The element of fiducia includes a dramatic change in our values. It involves a radical shift in perceived value. …biblical concept of repentance is expressed by the word metanoieo, which literally means a “changing of the mind.”

For saving faith to occur there must be a real change in the person. The change is rooted in a transformation of one’s perception of Christ.

- R.C. Sproul, Faith Alone- The Evangelical Doctrine of Justification,p.87

Worship

The deepest and best corporate worship takes place when the forms are so familiar you never see them and can penetrate the reality. But try explaining that at your next church meeting.

-D.A. Carson The Cross and Christian Ministry,p.130-131

Eternal Importance of the Church

The church, of course, is the only institution with eternal significance. If anyone ought to transcend the limitations of merely temporal allegiances, then those who constitute the church should.

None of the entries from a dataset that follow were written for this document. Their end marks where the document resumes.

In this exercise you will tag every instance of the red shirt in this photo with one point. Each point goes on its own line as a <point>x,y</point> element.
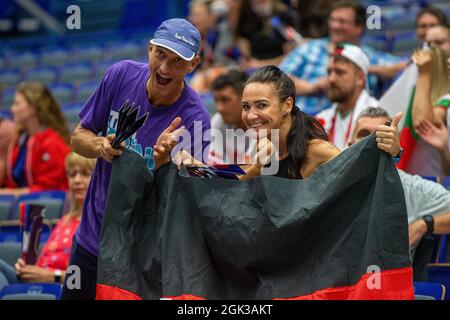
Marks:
<point>56,251</point>
<point>44,163</point>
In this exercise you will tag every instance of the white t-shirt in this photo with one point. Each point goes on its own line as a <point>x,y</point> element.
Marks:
<point>228,144</point>
<point>344,126</point>
<point>426,160</point>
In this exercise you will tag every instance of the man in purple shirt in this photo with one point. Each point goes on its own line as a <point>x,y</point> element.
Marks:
<point>159,89</point>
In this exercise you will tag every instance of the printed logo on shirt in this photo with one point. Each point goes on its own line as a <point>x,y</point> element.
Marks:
<point>45,157</point>
<point>131,143</point>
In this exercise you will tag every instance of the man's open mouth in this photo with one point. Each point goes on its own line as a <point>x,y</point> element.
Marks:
<point>163,81</point>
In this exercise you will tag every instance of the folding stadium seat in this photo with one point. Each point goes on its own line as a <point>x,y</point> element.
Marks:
<point>378,42</point>
<point>430,289</point>
<point>7,99</point>
<point>9,78</point>
<point>21,60</point>
<point>53,200</point>
<point>55,57</point>
<point>76,72</point>
<point>439,272</point>
<point>208,100</point>
<point>32,291</point>
<point>88,53</point>
<point>45,75</point>
<point>6,205</point>
<point>63,92</point>
<point>403,43</point>
<point>405,22</point>
<point>125,51</point>
<point>10,252</point>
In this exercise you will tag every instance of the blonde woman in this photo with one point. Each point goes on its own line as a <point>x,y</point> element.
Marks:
<point>54,258</point>
<point>431,156</point>
<point>35,160</point>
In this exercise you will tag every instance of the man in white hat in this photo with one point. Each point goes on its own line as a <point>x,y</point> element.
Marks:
<point>347,74</point>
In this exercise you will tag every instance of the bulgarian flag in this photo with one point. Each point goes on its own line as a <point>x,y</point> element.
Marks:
<point>340,234</point>
<point>400,98</point>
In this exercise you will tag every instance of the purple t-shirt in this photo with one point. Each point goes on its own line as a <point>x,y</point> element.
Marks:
<point>127,80</point>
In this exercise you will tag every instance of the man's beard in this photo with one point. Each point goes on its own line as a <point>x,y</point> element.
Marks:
<point>337,95</point>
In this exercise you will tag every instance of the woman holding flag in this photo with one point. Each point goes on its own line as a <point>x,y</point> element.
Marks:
<point>268,103</point>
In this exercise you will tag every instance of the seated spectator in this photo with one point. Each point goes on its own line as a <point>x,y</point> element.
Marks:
<point>268,103</point>
<point>313,17</point>
<point>7,133</point>
<point>54,258</point>
<point>259,42</point>
<point>307,64</point>
<point>347,73</point>
<point>427,18</point>
<point>215,45</point>
<point>430,110</point>
<point>227,90</point>
<point>427,202</point>
<point>35,161</point>
<point>439,36</point>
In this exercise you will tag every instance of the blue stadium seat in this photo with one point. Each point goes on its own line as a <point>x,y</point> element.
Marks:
<point>55,200</point>
<point>7,99</point>
<point>6,205</point>
<point>403,22</point>
<point>403,43</point>
<point>435,290</point>
<point>124,51</point>
<point>45,75</point>
<point>378,42</point>
<point>440,273</point>
<point>446,182</point>
<point>64,93</point>
<point>208,100</point>
<point>31,291</point>
<point>23,60</point>
<point>76,72</point>
<point>56,57</point>
<point>9,78</point>
<point>88,53</point>
<point>10,251</point>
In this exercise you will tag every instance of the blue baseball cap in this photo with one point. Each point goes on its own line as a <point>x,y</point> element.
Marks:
<point>179,36</point>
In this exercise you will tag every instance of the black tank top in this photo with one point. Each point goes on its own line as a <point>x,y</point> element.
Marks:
<point>283,168</point>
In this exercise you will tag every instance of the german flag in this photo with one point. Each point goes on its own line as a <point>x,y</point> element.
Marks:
<point>340,234</point>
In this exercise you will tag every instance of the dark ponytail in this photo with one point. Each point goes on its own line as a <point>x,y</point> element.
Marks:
<point>304,127</point>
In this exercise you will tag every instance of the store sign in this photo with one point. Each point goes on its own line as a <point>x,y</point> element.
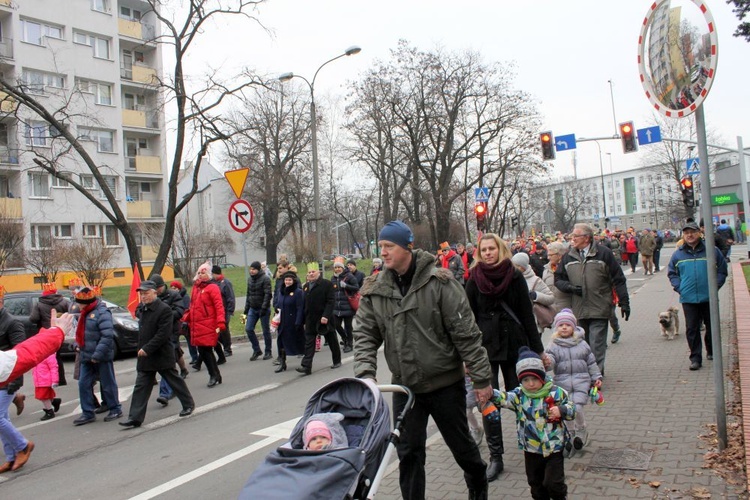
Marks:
<point>724,199</point>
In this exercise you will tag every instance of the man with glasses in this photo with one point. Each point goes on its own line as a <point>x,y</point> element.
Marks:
<point>318,318</point>
<point>688,274</point>
<point>155,355</point>
<point>589,272</point>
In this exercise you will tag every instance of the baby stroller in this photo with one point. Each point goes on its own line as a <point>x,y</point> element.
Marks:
<point>291,472</point>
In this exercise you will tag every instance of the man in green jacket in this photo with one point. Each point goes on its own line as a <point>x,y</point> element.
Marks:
<point>422,316</point>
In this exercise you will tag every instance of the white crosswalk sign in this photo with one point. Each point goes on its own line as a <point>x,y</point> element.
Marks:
<point>692,166</point>
<point>481,195</point>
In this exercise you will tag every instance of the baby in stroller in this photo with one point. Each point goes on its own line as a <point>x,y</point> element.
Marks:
<point>323,431</point>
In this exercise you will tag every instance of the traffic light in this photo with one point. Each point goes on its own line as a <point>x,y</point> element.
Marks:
<point>548,145</point>
<point>480,210</point>
<point>688,193</point>
<point>627,135</point>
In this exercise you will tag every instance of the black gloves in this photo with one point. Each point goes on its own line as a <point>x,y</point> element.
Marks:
<point>625,308</point>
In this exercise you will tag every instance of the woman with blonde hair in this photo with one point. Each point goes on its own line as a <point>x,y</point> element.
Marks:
<point>499,298</point>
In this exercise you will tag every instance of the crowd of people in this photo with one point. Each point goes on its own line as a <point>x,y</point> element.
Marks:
<point>469,312</point>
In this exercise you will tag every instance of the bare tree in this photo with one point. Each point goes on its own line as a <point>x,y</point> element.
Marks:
<point>90,259</point>
<point>46,260</point>
<point>197,105</point>
<point>273,139</point>
<point>443,123</point>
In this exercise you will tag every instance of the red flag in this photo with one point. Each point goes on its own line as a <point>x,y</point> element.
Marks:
<point>133,298</point>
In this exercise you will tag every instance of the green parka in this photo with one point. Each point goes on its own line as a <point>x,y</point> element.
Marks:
<point>428,334</point>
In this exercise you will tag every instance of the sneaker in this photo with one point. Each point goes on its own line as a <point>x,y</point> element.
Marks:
<point>616,336</point>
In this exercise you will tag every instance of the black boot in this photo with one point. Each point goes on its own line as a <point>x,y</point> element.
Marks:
<point>282,364</point>
<point>493,431</point>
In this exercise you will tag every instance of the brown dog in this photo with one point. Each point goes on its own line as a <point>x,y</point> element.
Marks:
<point>669,321</point>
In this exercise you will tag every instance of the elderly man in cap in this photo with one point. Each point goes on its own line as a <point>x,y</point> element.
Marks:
<point>95,341</point>
<point>688,274</point>
<point>319,299</point>
<point>155,355</point>
<point>422,316</point>
<point>176,304</point>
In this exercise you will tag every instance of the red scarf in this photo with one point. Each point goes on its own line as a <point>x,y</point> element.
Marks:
<point>493,280</point>
<point>81,326</point>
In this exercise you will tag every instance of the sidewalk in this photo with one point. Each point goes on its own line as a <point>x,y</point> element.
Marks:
<point>654,405</point>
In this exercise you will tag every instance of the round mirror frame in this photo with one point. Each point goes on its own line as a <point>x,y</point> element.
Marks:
<point>645,77</point>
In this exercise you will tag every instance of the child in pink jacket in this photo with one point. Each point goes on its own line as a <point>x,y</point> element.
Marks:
<point>46,377</point>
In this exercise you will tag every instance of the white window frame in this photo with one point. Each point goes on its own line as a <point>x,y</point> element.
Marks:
<point>39,185</point>
<point>112,181</point>
<point>111,236</point>
<point>94,41</point>
<point>87,181</point>
<point>101,6</point>
<point>37,134</point>
<point>45,31</point>
<point>35,237</point>
<point>38,81</point>
<point>102,91</point>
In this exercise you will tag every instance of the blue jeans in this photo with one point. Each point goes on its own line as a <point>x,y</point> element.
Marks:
<point>253,315</point>
<point>106,371</point>
<point>13,441</point>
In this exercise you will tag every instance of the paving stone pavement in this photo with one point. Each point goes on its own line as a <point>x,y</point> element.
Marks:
<point>652,403</point>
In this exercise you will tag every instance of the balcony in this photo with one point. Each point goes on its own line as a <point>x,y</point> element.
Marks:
<point>10,208</point>
<point>134,29</point>
<point>8,156</point>
<point>144,164</point>
<point>7,103</point>
<point>6,46</point>
<point>140,119</point>
<point>140,74</point>
<point>145,209</point>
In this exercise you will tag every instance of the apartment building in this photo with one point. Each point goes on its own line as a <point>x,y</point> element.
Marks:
<point>98,58</point>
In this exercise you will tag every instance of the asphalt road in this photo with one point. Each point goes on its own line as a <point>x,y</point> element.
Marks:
<point>207,455</point>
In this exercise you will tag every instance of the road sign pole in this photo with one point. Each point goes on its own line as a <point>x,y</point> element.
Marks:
<point>713,287</point>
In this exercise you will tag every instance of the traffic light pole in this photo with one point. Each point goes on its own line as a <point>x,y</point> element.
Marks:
<point>713,287</point>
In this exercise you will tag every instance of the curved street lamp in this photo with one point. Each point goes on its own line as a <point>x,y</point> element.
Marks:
<point>314,124</point>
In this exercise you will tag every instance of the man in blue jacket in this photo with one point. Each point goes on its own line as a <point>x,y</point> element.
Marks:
<point>688,273</point>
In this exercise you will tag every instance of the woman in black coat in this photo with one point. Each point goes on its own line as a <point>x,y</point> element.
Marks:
<point>291,334</point>
<point>499,298</point>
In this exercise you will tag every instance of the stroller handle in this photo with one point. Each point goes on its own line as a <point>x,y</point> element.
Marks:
<point>395,434</point>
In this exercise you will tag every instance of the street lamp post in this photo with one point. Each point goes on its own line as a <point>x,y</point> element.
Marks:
<point>314,125</point>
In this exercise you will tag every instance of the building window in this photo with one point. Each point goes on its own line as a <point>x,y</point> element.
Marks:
<point>100,5</point>
<point>37,82</point>
<point>111,236</point>
<point>102,91</point>
<point>105,139</point>
<point>39,184</point>
<point>100,45</point>
<point>111,182</point>
<point>41,236</point>
<point>37,134</point>
<point>36,33</point>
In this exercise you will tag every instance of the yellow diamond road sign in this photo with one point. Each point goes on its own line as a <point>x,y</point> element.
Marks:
<point>237,179</point>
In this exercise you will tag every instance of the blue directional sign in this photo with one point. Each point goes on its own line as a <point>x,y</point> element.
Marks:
<point>482,195</point>
<point>693,166</point>
<point>565,142</point>
<point>649,135</point>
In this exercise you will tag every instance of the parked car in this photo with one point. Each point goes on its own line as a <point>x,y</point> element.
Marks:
<point>19,305</point>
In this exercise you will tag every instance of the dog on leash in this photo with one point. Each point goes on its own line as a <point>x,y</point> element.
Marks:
<point>669,321</point>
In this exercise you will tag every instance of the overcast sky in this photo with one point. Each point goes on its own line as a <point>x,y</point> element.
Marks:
<point>564,54</point>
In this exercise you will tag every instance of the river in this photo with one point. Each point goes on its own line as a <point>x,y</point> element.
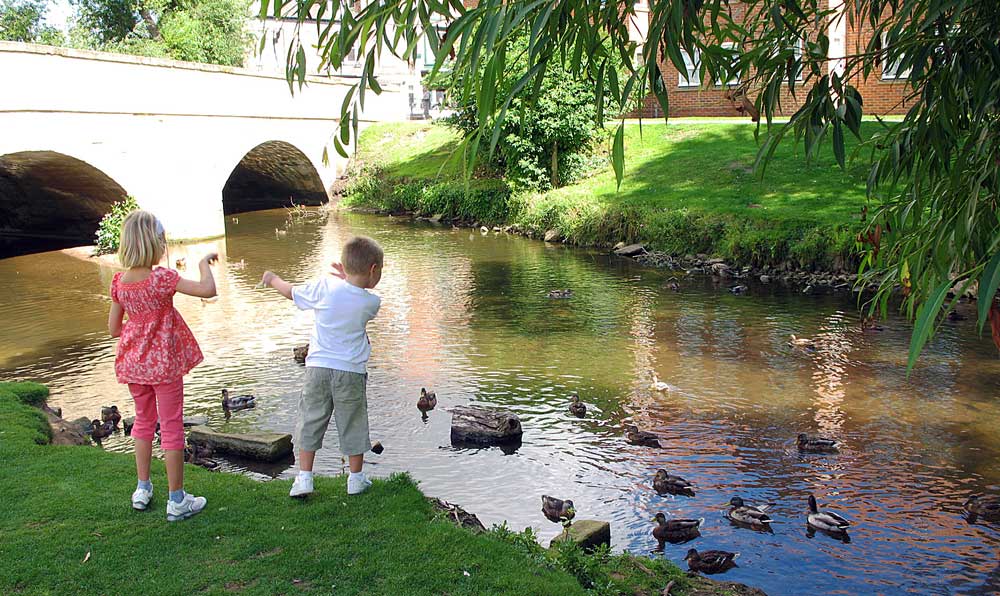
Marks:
<point>466,315</point>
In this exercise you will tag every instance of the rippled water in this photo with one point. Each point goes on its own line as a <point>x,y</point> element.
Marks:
<point>467,315</point>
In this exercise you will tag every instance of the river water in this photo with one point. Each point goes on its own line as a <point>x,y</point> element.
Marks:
<point>466,314</point>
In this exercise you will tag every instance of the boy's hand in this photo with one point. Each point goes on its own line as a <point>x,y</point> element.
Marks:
<point>338,270</point>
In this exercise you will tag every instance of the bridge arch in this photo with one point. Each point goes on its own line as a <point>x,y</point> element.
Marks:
<point>51,200</point>
<point>273,174</point>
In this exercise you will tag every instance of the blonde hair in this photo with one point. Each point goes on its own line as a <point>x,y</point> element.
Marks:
<point>359,254</point>
<point>142,242</point>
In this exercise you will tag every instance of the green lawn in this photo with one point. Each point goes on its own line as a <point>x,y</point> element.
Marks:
<point>68,528</point>
<point>688,187</point>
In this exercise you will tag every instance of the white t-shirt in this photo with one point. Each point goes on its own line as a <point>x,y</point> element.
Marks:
<point>338,340</point>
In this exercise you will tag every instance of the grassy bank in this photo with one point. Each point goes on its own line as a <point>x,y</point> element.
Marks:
<point>689,188</point>
<point>68,528</point>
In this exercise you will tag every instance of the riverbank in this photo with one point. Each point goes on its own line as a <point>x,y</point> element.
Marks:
<point>69,528</point>
<point>689,189</point>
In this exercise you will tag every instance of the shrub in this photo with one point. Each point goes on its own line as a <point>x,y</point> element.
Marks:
<point>110,228</point>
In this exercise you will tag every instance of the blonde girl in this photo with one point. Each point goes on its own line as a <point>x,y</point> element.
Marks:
<point>155,350</point>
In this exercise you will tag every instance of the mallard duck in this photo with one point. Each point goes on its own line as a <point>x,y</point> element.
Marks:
<point>982,506</point>
<point>675,531</point>
<point>237,403</point>
<point>748,515</point>
<point>665,483</point>
<point>658,385</point>
<point>711,561</point>
<point>300,353</point>
<point>802,342</point>
<point>827,521</point>
<point>558,510</point>
<point>817,444</point>
<point>640,437</point>
<point>427,401</point>
<point>100,430</point>
<point>112,415</point>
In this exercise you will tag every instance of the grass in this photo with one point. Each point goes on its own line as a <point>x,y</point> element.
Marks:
<point>688,188</point>
<point>68,528</point>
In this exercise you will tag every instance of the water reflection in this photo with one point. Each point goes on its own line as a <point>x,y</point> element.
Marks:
<point>467,315</point>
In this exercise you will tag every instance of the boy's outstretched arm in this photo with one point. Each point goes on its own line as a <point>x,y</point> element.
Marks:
<point>271,280</point>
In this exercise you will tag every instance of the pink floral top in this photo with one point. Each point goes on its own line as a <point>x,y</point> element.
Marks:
<point>156,345</point>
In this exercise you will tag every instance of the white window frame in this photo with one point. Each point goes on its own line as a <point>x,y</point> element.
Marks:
<point>691,78</point>
<point>890,71</point>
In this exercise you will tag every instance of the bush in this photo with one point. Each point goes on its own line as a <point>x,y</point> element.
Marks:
<point>110,229</point>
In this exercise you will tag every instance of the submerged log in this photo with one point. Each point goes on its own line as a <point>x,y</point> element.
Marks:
<point>260,446</point>
<point>484,426</point>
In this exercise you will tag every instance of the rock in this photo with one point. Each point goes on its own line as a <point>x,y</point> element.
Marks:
<point>484,426</point>
<point>631,250</point>
<point>260,446</point>
<point>588,533</point>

-D.A. Carson The Cross and Christian Ministry, p.117

Gospel and Leadership

The Christian leader today not only must teach the gospel, but also must teach how the gospel works out in daily life and conduct. And that union must be modeled as well as explained.

-D.A. Carson The Cross and Christian Ministry, p.111

Leadership by Example

The Christian leader must not only preach the message of the cross and live life in the light of the cross, but must foster genuinely Christian living. Mere orthodoxy is not enough; Christians must live out their creed. The gospel of the crucified Messiah must transform not only our beliefs but our behavior.

-D.A. Carson The Cross and Christian Ministry, pp. 108-109

Sunday, April 6, 2008

Seeing God's Glory

The bottom line is this: The problem is not that God is not here or that he is inactive; the problem is that we don’t see him. Our perspective on life is often tragically godless. We miss the one thing worth seeing, the glory of the ever-present God. When this happens, our lives are not built on the foundation of God’s glory, which was intended to give our lives a starting point and a destination, a reason to get up and the strength to go on. Every aspect of my existence was meant to be filled with the glory of God. Everything I think, every decision I make, every word I speak was meant to be shaped by a humble acknowledgement of his claim on my life. I was created to live for his glory.

- Paul David Tripp, Instruments in the Redeemer's Hands, 98.